Government Taking of Private Property Struck Down
In 2008, we scored the original house vote on HB 608, and then the votes on HB 704 which included the original provisions of HB 608.
HB 608 allowed the state to confiscate the value of traveler's checks that had not been used in three years. Previous law required seven years before the state could confiscate the checks as "unclaimed property." We wrote:
Travelers' checks are not "unclaimed property" but property of the bank that sold them until they are claimed. While many may point to alignment with other states, this is a government taking of property.
We asked one legislator how in the world so many legislators could support the state taking someone's property so outright, and he explained that the taking is not from the traveler's check owner, but from the bank, which made it OK. Right.

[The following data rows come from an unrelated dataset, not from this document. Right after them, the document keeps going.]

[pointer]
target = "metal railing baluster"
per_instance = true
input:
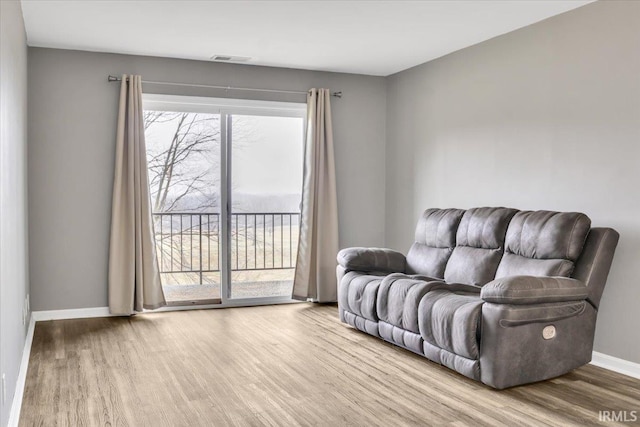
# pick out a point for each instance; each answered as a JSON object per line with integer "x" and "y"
{"x": 187, "y": 264}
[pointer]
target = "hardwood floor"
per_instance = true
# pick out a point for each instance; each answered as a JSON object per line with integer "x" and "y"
{"x": 281, "y": 365}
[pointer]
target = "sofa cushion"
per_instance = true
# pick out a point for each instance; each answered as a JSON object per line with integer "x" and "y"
{"x": 357, "y": 293}
{"x": 543, "y": 243}
{"x": 371, "y": 259}
{"x": 398, "y": 299}
{"x": 435, "y": 240}
{"x": 409, "y": 340}
{"x": 479, "y": 247}
{"x": 451, "y": 320}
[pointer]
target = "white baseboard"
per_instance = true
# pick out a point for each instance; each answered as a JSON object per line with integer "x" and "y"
{"x": 14, "y": 415}
{"x": 74, "y": 313}
{"x": 602, "y": 360}
{"x": 616, "y": 364}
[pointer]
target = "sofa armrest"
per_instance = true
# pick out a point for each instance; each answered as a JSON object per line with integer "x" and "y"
{"x": 533, "y": 290}
{"x": 372, "y": 259}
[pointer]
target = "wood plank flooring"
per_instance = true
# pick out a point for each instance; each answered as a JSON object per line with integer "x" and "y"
{"x": 284, "y": 365}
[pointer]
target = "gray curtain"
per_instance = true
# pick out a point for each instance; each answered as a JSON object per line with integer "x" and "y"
{"x": 134, "y": 278}
{"x": 315, "y": 275}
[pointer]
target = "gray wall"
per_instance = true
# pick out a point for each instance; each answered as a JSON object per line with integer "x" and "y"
{"x": 14, "y": 280}
{"x": 546, "y": 117}
{"x": 71, "y": 153}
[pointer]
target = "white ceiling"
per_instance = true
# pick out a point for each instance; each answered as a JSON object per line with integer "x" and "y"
{"x": 364, "y": 37}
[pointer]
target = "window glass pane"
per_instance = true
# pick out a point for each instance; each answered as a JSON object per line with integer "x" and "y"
{"x": 266, "y": 184}
{"x": 183, "y": 155}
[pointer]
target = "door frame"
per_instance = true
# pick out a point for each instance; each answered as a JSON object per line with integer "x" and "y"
{"x": 226, "y": 108}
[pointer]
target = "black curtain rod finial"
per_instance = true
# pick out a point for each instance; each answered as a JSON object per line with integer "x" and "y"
{"x": 111, "y": 78}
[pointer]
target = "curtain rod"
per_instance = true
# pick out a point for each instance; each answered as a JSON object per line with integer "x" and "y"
{"x": 297, "y": 92}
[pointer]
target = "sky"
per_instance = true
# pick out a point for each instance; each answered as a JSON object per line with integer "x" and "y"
{"x": 266, "y": 153}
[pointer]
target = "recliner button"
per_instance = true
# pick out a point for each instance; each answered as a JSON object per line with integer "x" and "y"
{"x": 549, "y": 332}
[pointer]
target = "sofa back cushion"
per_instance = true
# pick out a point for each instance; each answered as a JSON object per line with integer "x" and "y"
{"x": 479, "y": 246}
{"x": 435, "y": 240}
{"x": 543, "y": 243}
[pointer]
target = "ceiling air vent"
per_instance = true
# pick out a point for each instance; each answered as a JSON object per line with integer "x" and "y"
{"x": 230, "y": 58}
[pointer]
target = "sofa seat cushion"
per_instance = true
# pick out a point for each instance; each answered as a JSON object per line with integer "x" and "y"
{"x": 450, "y": 320}
{"x": 398, "y": 299}
{"x": 357, "y": 293}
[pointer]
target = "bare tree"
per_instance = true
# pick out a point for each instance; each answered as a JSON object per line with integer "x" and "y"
{"x": 173, "y": 164}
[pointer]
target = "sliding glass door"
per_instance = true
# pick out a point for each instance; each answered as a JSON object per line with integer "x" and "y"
{"x": 265, "y": 184}
{"x": 226, "y": 179}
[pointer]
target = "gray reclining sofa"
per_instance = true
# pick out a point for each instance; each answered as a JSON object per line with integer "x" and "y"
{"x": 502, "y": 296}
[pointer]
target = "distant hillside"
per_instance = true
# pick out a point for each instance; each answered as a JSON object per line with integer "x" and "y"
{"x": 241, "y": 202}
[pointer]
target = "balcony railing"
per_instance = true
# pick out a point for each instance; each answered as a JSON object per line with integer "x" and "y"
{"x": 191, "y": 242}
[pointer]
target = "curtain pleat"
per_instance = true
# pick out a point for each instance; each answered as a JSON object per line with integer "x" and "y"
{"x": 315, "y": 276}
{"x": 134, "y": 277}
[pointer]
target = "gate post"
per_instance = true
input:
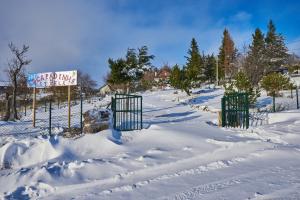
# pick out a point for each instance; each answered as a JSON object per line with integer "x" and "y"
{"x": 50, "y": 111}
{"x": 297, "y": 97}
{"x": 141, "y": 112}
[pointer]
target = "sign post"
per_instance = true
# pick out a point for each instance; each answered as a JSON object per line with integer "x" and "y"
{"x": 69, "y": 107}
{"x": 33, "y": 106}
{"x": 52, "y": 79}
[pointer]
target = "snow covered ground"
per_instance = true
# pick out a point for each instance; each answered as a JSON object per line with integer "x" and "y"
{"x": 181, "y": 154}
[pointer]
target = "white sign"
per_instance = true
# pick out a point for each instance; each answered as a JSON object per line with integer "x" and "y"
{"x": 49, "y": 79}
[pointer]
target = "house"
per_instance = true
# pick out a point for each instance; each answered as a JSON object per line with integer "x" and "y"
{"x": 105, "y": 89}
{"x": 163, "y": 75}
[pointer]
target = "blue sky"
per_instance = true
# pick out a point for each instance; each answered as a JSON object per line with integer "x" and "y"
{"x": 81, "y": 34}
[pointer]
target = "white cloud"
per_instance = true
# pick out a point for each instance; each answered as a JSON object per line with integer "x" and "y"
{"x": 64, "y": 33}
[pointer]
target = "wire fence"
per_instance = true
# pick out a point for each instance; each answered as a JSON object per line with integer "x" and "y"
{"x": 53, "y": 115}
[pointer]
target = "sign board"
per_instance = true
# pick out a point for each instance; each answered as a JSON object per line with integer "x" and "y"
{"x": 50, "y": 79}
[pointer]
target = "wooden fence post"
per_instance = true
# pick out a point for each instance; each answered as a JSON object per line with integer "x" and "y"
{"x": 33, "y": 106}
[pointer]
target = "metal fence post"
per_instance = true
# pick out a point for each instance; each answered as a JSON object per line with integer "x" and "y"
{"x": 25, "y": 106}
{"x": 50, "y": 111}
{"x": 297, "y": 97}
{"x": 45, "y": 101}
{"x": 273, "y": 103}
{"x": 247, "y": 111}
{"x": 81, "y": 125}
{"x": 141, "y": 112}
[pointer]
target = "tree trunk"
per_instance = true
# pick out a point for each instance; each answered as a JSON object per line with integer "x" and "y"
{"x": 14, "y": 114}
{"x": 7, "y": 107}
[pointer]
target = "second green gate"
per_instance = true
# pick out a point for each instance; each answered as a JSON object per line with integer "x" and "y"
{"x": 235, "y": 110}
{"x": 127, "y": 112}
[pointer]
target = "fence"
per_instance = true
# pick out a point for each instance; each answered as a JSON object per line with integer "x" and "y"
{"x": 51, "y": 113}
{"x": 235, "y": 110}
{"x": 127, "y": 112}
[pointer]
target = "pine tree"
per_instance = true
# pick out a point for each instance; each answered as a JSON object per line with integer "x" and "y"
{"x": 227, "y": 56}
{"x": 210, "y": 65}
{"x": 194, "y": 66}
{"x": 175, "y": 78}
{"x": 118, "y": 73}
{"x": 256, "y": 58}
{"x": 276, "y": 50}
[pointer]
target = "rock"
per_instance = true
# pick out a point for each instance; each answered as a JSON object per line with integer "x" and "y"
{"x": 95, "y": 120}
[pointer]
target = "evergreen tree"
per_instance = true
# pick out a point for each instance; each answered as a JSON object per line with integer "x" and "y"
{"x": 227, "y": 56}
{"x": 144, "y": 59}
{"x": 179, "y": 80}
{"x": 194, "y": 70}
{"x": 130, "y": 70}
{"x": 255, "y": 60}
{"x": 276, "y": 50}
{"x": 118, "y": 73}
{"x": 175, "y": 77}
{"x": 131, "y": 61}
{"x": 210, "y": 65}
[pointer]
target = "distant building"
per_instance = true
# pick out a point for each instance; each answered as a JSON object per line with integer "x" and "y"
{"x": 105, "y": 89}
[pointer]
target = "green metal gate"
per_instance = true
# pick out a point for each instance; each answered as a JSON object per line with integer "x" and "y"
{"x": 235, "y": 110}
{"x": 127, "y": 112}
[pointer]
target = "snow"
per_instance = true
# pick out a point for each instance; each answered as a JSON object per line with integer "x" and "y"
{"x": 180, "y": 154}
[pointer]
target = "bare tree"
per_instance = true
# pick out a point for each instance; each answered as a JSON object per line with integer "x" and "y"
{"x": 15, "y": 68}
{"x": 87, "y": 83}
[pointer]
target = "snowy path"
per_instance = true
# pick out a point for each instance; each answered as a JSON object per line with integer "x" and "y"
{"x": 239, "y": 168}
{"x": 180, "y": 154}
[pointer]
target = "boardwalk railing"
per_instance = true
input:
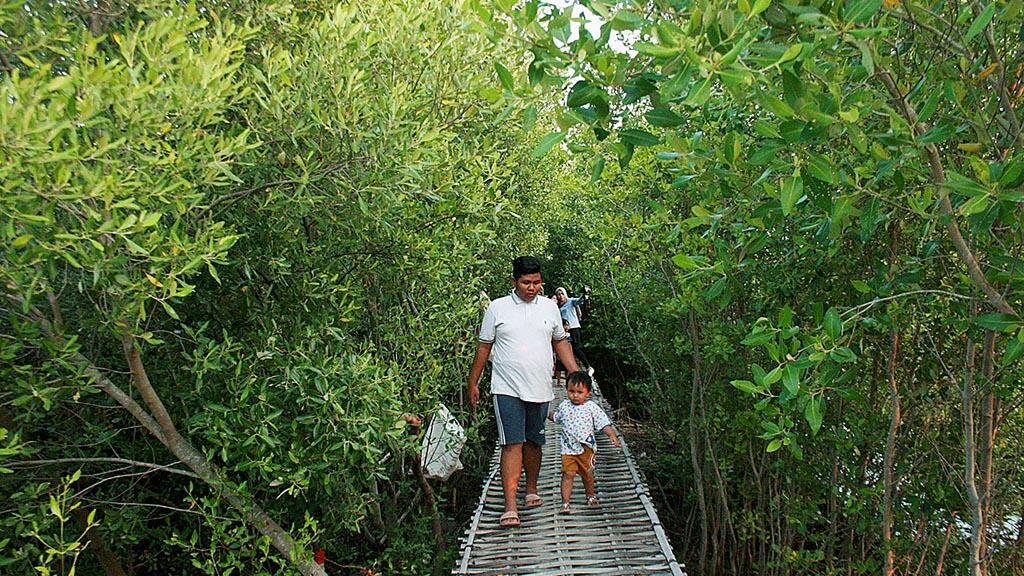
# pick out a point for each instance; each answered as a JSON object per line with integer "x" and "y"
{"x": 620, "y": 536}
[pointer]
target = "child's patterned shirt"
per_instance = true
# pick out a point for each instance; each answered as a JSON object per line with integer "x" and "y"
{"x": 579, "y": 423}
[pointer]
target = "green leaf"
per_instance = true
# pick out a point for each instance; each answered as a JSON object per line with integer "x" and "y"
{"x": 758, "y": 338}
{"x": 857, "y": 11}
{"x": 715, "y": 289}
{"x": 700, "y": 95}
{"x": 170, "y": 311}
{"x": 529, "y": 118}
{"x": 843, "y": 355}
{"x": 861, "y": 286}
{"x": 684, "y": 261}
{"x": 546, "y": 144}
{"x": 656, "y": 50}
{"x": 834, "y": 324}
{"x": 681, "y": 180}
{"x": 597, "y": 169}
{"x": 744, "y": 385}
{"x": 791, "y": 379}
{"x": 790, "y": 53}
{"x": 813, "y": 413}
{"x": 759, "y": 6}
{"x": 638, "y": 137}
{"x": 997, "y": 322}
{"x": 976, "y": 205}
{"x": 981, "y": 22}
{"x": 938, "y": 133}
{"x": 664, "y": 118}
{"x": 790, "y": 193}
{"x": 504, "y": 76}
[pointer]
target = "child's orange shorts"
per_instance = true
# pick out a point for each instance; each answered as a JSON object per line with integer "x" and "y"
{"x": 583, "y": 463}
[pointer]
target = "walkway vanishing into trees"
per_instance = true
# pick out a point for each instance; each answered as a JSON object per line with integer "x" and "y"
{"x": 621, "y": 536}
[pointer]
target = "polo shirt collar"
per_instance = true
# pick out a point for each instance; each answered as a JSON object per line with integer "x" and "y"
{"x": 516, "y": 299}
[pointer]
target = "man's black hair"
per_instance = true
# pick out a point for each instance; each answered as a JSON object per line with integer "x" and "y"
{"x": 580, "y": 377}
{"x": 523, "y": 265}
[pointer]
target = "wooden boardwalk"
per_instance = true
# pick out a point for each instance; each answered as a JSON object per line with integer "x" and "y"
{"x": 621, "y": 536}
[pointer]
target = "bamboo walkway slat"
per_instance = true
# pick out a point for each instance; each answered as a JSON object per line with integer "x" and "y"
{"x": 622, "y": 536}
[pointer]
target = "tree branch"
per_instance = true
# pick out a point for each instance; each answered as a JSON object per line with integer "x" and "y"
{"x": 165, "y": 467}
{"x": 945, "y": 207}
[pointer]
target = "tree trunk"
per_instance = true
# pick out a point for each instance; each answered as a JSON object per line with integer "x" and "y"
{"x": 195, "y": 459}
{"x": 890, "y": 458}
{"x": 160, "y": 425}
{"x": 974, "y": 560}
{"x": 695, "y": 452}
{"x": 986, "y": 439}
{"x": 108, "y": 560}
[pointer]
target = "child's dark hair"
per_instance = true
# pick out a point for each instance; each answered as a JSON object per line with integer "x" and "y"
{"x": 523, "y": 265}
{"x": 580, "y": 377}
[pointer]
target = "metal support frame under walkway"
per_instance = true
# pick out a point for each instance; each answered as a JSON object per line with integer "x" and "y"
{"x": 621, "y": 536}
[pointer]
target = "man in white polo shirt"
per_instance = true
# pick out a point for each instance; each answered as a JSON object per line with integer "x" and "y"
{"x": 518, "y": 333}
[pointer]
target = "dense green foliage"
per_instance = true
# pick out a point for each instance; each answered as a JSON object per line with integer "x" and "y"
{"x": 820, "y": 202}
{"x": 241, "y": 240}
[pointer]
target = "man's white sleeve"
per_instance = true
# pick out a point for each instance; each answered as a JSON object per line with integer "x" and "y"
{"x": 487, "y": 325}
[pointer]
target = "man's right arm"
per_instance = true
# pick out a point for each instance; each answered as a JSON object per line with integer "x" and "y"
{"x": 479, "y": 361}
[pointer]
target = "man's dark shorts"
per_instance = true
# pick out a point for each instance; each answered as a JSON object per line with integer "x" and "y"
{"x": 519, "y": 420}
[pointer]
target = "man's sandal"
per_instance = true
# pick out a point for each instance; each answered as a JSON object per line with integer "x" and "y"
{"x": 510, "y": 519}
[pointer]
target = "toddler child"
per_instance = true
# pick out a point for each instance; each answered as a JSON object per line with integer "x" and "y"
{"x": 580, "y": 417}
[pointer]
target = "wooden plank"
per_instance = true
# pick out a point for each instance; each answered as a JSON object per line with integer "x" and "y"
{"x": 620, "y": 536}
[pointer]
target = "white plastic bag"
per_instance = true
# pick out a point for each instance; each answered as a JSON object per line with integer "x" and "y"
{"x": 441, "y": 445}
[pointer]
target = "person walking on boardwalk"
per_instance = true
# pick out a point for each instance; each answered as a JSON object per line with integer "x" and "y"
{"x": 567, "y": 309}
{"x": 518, "y": 333}
{"x": 581, "y": 417}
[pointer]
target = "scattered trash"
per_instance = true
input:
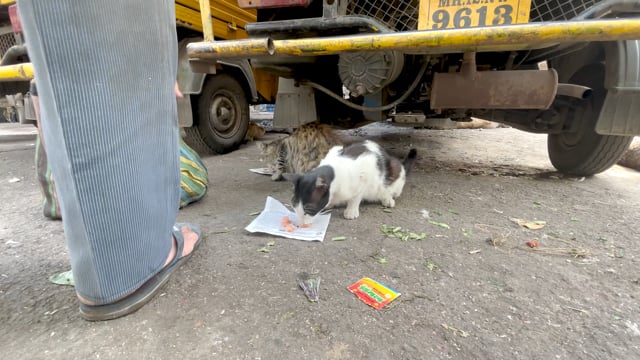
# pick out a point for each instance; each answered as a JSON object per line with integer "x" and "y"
{"x": 532, "y": 244}
{"x": 310, "y": 286}
{"x": 430, "y": 265}
{"x": 373, "y": 293}
{"x": 533, "y": 225}
{"x": 439, "y": 224}
{"x": 577, "y": 309}
{"x": 455, "y": 330}
{"x": 379, "y": 259}
{"x": 399, "y": 233}
{"x": 64, "y": 278}
{"x": 632, "y": 328}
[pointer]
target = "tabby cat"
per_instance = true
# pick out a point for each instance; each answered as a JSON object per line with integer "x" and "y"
{"x": 301, "y": 151}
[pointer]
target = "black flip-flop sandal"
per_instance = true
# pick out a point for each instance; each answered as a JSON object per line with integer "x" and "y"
{"x": 148, "y": 290}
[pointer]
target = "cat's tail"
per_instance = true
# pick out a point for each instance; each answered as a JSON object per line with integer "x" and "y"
{"x": 409, "y": 161}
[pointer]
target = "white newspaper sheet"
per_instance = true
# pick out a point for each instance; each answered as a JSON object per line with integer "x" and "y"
{"x": 269, "y": 222}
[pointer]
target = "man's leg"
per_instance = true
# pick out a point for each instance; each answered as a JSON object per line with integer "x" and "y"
{"x": 105, "y": 72}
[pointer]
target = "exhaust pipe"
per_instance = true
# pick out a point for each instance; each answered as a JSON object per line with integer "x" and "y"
{"x": 574, "y": 91}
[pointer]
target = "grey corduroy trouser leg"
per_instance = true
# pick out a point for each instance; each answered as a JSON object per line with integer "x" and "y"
{"x": 105, "y": 72}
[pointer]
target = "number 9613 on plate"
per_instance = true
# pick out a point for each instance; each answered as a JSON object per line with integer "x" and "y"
{"x": 459, "y": 14}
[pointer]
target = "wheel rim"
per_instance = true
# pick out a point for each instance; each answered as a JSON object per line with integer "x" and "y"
{"x": 223, "y": 115}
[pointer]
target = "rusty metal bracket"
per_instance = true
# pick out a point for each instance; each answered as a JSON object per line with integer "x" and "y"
{"x": 509, "y": 89}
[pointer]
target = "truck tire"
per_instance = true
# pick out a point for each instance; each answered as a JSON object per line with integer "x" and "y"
{"x": 584, "y": 152}
{"x": 222, "y": 114}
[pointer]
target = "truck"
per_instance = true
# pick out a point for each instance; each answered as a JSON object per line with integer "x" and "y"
{"x": 566, "y": 68}
{"x": 214, "y": 113}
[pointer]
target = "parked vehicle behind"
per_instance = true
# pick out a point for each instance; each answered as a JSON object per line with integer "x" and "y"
{"x": 215, "y": 111}
{"x": 569, "y": 69}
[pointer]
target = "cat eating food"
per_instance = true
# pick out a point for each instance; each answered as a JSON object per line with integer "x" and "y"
{"x": 348, "y": 175}
{"x": 301, "y": 151}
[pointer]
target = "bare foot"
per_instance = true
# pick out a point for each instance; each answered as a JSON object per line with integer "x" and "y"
{"x": 190, "y": 240}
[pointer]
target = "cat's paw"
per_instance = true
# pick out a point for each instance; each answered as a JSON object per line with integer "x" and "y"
{"x": 389, "y": 202}
{"x": 351, "y": 214}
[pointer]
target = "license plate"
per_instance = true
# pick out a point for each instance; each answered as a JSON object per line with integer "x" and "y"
{"x": 459, "y": 14}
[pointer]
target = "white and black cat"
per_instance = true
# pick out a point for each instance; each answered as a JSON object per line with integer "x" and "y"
{"x": 349, "y": 175}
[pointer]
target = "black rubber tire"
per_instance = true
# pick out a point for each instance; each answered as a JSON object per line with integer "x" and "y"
{"x": 222, "y": 114}
{"x": 586, "y": 153}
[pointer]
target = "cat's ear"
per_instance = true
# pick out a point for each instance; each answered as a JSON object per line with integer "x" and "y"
{"x": 291, "y": 177}
{"x": 321, "y": 182}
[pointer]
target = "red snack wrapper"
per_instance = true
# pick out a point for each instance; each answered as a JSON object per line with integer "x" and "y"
{"x": 373, "y": 293}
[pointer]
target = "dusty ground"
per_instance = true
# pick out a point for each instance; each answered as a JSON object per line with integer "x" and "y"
{"x": 574, "y": 298}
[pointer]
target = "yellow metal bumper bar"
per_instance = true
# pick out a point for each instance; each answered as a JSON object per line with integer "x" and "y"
{"x": 207, "y": 26}
{"x": 511, "y": 37}
{"x": 16, "y": 72}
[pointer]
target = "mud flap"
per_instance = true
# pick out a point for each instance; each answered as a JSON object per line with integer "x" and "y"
{"x": 619, "y": 115}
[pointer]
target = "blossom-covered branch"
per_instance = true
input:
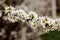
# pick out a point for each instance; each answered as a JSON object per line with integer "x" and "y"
{"x": 32, "y": 19}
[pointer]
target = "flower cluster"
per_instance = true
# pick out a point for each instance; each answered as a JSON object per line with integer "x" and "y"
{"x": 32, "y": 19}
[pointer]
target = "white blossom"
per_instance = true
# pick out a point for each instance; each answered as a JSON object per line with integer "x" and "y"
{"x": 9, "y": 9}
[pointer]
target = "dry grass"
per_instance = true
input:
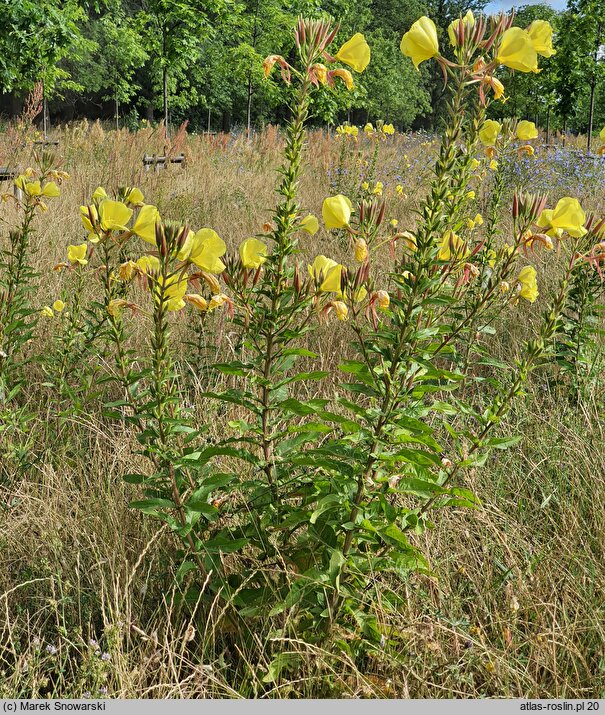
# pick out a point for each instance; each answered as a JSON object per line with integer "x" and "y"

On Monday, a federal court agreed with us, not only striking down the three-year time limit, but also the previous seven-year limit:
A federal judge barred Kentucky on Monday from seizing old traveler's checks as abandoned property after seven years instead of 15, saying the state changed the law in an effort to raise money instead of to reunite citizens with lost goods.
It marks the second time in three years that a court has rejected efforts by the legislature to shorten the waiting time before the state can seize old checks and cash them.
Traveler's check issuer American Express challenged the changes both times, winning in state court in 2007, then it challenged a revised law passed later that year in federal court. American Express challenged the statute in 2008, saying the law allowed Kentucky to improperly take the uncashed checks.
"Because it is clear that the state's objective was to raise revenue rather than to reunite citizens with lost property, (the law) does not satisfy rational basis review," U.S. District Judge Danny C. Reeves wrote in a 15-page opinion.
Score one for private property rights over "revenue enhancements"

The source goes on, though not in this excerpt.